Die FDP-Politikerin stellte die Pläne in Karlsruhe vor. Direkt nach der Geburt, so die erste Stufe, soll das alleinige Sorgerecht bei der Mutter liegen. Wünscht aber der Vater ein gemeinsames Sorgerecht, so hat die Frau acht Wochen Zeit, dem zu widersprechen (zweite Stufe). Reagiert sie nicht, haben Vater und Mutter das Sorgerecht gemeinsam. Widerspricht die Mutter, entscheidet in der dritten Stufe auf Klage des Vaters das Familiengericht. — Ursprünglich wollte die Ministerin schon in der ersten Stufe das gemeinsame Sorgerecht vorsehen. Doch nun kam sie der Union entgegen: Bei uninteressierten Vätern muss die Mutter nicht aktiv werden, um das alleinige Sorgerecht zu erhalten. Wenn der Vater jedoch Verantwortung übernehmen will und die Mutter dagegen ist, muss sie ausdrücklich widersprechen.

Die Union lehnt aber jeden “gesetzlichen Automatismus” zugunsten eines gemeinsamen Sorgerechts ab, erklärte die CDU-Abgeordnete Ute Granold. Der Vater muss aktiv werden und das Familiengericht anrufen, wenn die Mutter einfach schweigt. Bisher hatte die Mutter ein gesetzliches Vetorecht. Gegen ihren Willen konnte ein nichtehelicher Vater kein gemeinsames Sorgerecht erhalten. Diese Rechtslage wurde jedoch sowohl vom Europäischen Gerichtshof für Menschenrechte als auch vom Bundesverfassungsgericht beanstandet. Das Veto der Mutter könne auch eigennützige Gründe haben; im Zweifel müsse ein Gericht entscheiden.

Als Grundziel der Reform sind sich Union und FDP nun einig, dass die gemeinsame Sorge für nichteheliche Kinder der Regelfall werden soll. In einem Gerichtsverfahren müsste die Mutter also belegen, warum die gemeinsame Sorge dem Kindeswohl schadet. Nach einer einstweiligen Anordnung des Verfassungsgerichts können nichteheliche Väter bereits seit August gerichtlich die gemeinsame Sorge erstreiten, wenn es dem Kindeswohl dient.

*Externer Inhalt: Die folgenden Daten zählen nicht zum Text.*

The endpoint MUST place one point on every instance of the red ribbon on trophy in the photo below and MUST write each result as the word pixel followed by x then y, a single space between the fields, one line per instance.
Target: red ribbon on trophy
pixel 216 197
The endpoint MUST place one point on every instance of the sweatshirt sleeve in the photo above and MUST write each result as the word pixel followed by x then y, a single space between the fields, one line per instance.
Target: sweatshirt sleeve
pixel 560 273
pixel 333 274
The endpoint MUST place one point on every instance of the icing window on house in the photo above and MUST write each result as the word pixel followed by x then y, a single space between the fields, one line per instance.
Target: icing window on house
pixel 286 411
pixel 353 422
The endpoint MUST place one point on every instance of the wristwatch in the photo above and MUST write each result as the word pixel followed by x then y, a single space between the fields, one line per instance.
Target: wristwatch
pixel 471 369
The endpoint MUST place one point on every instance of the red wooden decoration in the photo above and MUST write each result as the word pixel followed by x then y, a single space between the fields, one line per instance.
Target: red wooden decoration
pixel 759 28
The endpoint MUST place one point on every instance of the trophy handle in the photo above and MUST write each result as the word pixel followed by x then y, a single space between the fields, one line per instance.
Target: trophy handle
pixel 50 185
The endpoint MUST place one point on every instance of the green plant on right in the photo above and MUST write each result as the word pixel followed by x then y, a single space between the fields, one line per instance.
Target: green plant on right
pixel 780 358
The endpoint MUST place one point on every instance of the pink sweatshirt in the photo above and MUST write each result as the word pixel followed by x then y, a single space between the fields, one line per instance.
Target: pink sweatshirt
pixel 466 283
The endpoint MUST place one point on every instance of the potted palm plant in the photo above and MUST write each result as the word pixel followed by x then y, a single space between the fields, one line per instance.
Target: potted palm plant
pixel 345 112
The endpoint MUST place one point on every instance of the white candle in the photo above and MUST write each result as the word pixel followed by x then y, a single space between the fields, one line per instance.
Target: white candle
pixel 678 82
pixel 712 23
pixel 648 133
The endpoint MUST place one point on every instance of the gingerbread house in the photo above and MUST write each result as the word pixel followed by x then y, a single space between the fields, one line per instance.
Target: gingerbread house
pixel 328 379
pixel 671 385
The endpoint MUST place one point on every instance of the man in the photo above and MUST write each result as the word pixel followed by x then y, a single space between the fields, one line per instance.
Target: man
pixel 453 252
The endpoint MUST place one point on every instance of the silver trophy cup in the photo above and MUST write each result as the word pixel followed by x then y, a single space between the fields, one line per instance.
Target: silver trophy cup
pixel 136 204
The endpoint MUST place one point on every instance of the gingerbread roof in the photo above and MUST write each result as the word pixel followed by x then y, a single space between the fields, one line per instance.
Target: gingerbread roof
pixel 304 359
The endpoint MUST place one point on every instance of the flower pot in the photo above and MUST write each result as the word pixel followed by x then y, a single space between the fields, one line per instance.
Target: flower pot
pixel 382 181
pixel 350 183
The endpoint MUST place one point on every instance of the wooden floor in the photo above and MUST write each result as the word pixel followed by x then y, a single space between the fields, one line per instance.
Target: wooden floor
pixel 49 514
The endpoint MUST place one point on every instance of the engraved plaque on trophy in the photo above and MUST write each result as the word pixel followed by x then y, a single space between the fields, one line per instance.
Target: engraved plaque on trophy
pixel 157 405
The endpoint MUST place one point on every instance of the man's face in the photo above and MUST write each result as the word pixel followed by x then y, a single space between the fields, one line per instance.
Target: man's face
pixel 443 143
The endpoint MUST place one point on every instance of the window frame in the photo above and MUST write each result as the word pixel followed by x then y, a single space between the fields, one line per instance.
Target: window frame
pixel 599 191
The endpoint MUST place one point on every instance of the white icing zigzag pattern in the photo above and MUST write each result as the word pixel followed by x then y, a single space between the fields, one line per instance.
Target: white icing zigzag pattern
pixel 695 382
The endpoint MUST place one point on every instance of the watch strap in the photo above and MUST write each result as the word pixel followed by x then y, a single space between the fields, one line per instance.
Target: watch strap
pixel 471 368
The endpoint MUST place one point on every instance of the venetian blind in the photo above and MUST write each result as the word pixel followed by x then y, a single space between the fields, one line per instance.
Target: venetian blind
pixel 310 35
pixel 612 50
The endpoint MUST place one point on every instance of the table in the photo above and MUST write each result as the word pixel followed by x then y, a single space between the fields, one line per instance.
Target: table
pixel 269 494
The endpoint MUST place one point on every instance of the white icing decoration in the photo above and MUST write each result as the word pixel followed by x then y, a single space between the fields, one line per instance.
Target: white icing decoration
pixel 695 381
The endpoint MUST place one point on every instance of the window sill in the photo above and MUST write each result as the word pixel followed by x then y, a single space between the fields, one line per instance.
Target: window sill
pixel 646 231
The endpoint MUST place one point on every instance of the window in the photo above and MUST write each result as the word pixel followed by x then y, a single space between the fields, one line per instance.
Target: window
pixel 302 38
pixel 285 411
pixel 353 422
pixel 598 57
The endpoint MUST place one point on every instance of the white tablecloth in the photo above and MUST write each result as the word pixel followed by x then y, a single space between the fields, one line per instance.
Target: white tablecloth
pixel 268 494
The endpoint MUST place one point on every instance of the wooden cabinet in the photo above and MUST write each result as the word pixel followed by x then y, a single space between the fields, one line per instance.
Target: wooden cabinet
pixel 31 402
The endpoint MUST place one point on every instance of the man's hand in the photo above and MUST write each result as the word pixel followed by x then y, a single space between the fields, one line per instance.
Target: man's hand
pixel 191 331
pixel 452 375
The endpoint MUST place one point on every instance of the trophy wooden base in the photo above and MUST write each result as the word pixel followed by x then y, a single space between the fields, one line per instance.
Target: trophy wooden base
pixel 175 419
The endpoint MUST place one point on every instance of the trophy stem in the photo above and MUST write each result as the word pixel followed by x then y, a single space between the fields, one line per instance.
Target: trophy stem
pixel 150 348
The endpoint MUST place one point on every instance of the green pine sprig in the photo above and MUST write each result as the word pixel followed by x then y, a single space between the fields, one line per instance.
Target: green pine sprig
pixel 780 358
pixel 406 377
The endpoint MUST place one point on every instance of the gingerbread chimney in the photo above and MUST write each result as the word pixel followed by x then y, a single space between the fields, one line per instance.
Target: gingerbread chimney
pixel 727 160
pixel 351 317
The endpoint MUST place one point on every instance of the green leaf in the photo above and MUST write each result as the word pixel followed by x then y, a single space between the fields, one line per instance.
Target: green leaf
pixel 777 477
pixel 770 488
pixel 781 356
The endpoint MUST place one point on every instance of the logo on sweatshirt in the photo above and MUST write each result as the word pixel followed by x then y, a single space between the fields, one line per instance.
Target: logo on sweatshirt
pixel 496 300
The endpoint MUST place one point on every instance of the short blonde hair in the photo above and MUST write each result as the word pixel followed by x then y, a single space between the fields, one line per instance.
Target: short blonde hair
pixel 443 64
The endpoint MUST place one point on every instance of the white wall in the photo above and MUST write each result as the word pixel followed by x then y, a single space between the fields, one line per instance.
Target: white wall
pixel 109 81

Ein Drittel der Kinder kommen in Deutschland nichtehelich auf die Welt. Nur in der Hälfte der Fälle einigten sich die Eltern auf ein gemeinsames Sorgerecht. In den übrigen Fällen war der Vater unbekannt, uninteressiert oder scheiterte am Veto der Mutter. Das Sorgerecht betrifft grundlegende Entscheidungen im Leben eines Kindes wie den Wohnort, die Schulwahl oder größere Operationen. Ein Umgangsrecht haben nichteheliche Väter auch ohne Sorgerecht.